GSA / openacr

OpenACR is a digital native Accessibility Conformance Report (ACR). The initial development is based on Section 508 requirements. The main goal is to be able to compare the accessibility claims of digital products and services. A structured, self-validated, machine-readable documentation will provide for this.
https://gsa.github.io/openacr/
Other
89 stars 18 forks source link

Evaluate PDF to OpenACR format conversion #210

Open farooqzakhilwal opened 2 years ago

grugnog commented 2 years ago

Did an initial test extracting tables from PDFs using both Tabula (via the CLI) and AWS Textract.

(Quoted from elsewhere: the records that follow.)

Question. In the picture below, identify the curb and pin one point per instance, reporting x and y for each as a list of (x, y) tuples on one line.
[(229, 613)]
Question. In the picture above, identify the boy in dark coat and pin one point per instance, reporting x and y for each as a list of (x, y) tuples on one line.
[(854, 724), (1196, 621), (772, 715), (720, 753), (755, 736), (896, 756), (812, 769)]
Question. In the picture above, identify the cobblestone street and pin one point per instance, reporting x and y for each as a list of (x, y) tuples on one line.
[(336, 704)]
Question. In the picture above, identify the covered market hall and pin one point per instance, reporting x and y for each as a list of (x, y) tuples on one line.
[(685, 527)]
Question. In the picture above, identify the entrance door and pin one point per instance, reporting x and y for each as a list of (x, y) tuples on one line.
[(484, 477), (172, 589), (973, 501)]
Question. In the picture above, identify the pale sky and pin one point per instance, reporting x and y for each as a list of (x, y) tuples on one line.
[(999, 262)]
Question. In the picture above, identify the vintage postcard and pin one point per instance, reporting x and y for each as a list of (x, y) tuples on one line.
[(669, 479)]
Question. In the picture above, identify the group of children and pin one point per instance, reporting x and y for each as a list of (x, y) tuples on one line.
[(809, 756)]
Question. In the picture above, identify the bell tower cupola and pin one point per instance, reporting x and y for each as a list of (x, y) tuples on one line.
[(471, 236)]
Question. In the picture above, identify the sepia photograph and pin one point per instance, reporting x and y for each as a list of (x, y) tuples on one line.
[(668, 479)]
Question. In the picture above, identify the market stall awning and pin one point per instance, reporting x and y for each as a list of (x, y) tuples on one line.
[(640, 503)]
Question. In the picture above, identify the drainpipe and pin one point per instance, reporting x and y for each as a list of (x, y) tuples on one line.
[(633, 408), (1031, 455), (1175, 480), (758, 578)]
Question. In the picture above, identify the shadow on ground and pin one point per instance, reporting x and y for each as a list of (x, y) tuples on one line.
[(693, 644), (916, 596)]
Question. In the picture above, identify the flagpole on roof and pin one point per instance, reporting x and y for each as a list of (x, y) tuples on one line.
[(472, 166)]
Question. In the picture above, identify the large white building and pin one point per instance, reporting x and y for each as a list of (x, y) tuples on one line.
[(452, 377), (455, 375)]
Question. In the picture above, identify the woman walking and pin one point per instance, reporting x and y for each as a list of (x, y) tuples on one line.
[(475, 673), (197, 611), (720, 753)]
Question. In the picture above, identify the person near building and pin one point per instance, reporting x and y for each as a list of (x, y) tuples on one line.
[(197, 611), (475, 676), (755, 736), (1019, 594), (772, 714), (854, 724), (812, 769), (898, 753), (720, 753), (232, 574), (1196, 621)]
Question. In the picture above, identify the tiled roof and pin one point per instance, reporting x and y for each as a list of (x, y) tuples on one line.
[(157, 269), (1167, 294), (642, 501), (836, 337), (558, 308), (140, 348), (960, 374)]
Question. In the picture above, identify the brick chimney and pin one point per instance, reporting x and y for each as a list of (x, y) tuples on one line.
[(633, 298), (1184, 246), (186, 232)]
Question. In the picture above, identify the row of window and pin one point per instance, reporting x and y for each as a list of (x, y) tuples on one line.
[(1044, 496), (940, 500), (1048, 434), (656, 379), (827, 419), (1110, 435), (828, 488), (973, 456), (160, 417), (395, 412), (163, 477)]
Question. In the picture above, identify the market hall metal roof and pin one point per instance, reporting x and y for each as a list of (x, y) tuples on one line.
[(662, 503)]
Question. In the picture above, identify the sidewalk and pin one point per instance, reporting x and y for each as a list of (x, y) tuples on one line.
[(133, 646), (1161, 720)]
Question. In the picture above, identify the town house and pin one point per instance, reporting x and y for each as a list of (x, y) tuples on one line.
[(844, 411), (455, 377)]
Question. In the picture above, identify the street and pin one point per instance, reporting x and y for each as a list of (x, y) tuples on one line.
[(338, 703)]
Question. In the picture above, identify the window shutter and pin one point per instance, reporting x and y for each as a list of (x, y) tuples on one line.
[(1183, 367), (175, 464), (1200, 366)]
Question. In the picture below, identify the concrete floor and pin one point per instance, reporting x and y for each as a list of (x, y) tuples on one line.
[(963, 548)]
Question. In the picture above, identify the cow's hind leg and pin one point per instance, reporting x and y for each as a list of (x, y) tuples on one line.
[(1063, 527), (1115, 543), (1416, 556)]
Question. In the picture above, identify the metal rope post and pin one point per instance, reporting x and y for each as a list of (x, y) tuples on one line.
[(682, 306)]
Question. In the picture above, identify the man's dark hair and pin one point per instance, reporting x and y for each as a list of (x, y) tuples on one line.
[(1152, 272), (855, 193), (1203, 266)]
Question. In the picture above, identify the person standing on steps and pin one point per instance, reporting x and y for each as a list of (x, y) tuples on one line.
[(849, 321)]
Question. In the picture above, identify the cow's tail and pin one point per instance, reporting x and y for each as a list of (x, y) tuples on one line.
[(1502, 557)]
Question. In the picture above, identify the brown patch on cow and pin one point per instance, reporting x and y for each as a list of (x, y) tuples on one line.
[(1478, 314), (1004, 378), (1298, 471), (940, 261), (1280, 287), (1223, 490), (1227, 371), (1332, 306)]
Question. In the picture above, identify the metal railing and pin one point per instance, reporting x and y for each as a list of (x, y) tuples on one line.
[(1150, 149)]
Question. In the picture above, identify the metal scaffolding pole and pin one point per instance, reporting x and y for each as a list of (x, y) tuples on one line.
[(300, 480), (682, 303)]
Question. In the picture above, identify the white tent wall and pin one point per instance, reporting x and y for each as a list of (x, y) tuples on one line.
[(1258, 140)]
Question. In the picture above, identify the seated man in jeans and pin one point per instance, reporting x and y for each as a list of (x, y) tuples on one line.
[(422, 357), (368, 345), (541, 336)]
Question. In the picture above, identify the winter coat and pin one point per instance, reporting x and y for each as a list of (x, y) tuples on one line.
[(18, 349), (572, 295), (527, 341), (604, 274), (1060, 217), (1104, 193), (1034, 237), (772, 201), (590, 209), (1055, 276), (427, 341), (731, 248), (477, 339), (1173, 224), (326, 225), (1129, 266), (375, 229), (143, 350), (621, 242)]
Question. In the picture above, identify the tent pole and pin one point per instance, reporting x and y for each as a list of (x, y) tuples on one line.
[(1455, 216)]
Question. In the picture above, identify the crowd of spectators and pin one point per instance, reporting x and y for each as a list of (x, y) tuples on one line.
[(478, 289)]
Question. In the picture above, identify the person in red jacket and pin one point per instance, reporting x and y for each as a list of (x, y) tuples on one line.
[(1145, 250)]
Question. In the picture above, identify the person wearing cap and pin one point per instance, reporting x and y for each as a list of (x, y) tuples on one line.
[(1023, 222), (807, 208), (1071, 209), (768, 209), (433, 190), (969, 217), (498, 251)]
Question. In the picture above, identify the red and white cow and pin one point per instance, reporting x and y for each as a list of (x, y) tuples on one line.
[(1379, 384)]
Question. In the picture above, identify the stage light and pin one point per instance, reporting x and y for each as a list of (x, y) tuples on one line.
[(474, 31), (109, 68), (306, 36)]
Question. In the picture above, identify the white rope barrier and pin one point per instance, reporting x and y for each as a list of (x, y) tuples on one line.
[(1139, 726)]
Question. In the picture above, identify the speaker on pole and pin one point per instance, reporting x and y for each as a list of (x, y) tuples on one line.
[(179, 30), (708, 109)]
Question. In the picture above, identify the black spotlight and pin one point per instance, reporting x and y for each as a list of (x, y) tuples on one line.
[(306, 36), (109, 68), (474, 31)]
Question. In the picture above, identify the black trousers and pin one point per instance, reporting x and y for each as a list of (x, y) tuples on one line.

Both seem like viable options, but I need to write some simple Python loops to run across the library of VPAT PDFs and save to CSV, then do some filtering/munging of the CSVs and count the number of rows. We can then compare that to the expected number of rows in a VPAT as an initial assessment of quality. We can further dig in by adding heuristics that can split the rows into the appropriate chapters. If that looks good we would pick the tool that is working best and wrap it in a REST API that accepts a POSTed file or URL and responds with the parsed OpenACR data that we can load into the UI.

grugnog commented 2 years ago

I have CSVs for each PDF using both Tabula and Textract methods, still working on filtering/munging and evaluating the CSVs so we can pick the best tool.

dmundra commented 2 years ago

Both @grugnog and I are busy with other priorities but after next sprint we should be freed up a little bit.